Assertion :In any triangle $ABC;a\cos A+b\cos B+c\cos C\le s$ Reason: In any triangle $ABC;\sin \frac{A}{2}\sin \frac{B}{2}\sin \frac{C}{2}\le \frac{1}{8}$

• A. Both Assertion and Reason are correct and Reason is the correct explanation for Assertion
• B. Both Assertion and Reason are correct but Reason is not the correct explanation for Assertion
• C. Assertion is correct but Reason is incorrect
• D. Both Assertion and Reason are incorrect

Answer 1

The correct option is A Both Assertion and Reason are correct and Reason is the correct explanation for Assertion

Since $L.H.S$ of the inequality is reason is symmetric function of sines of the angles of the triangle, its maximum values is attained.
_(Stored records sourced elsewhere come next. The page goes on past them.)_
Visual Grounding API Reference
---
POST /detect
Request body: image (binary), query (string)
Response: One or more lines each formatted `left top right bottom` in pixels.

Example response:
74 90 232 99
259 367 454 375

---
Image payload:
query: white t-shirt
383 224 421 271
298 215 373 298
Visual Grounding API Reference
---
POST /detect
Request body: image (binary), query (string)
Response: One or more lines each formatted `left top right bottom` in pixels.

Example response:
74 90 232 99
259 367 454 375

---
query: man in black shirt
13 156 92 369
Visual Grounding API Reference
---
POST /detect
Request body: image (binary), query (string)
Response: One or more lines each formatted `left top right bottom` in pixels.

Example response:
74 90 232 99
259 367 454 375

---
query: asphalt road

When $A=B=C={60}^0$ and hence the reason is true.

Assertion is true if

$2R(\sin A\cos A+\sin B\cos B+\sin C\cos C)\le R(\sin A+\sin B+\sin C)$

or if $4\sin A\sin B\sin C\le 4\cos \frac{A}{2}\cos \frac{B}{2}\cos \frac{C}{2}$ (From conditional identities)

or if $\sin \frac{A}{2}\sin \frac{B}{2}\sin \frac{C}{2}\le \frac{1}{8}$

which is true by reason, hence assertion is true.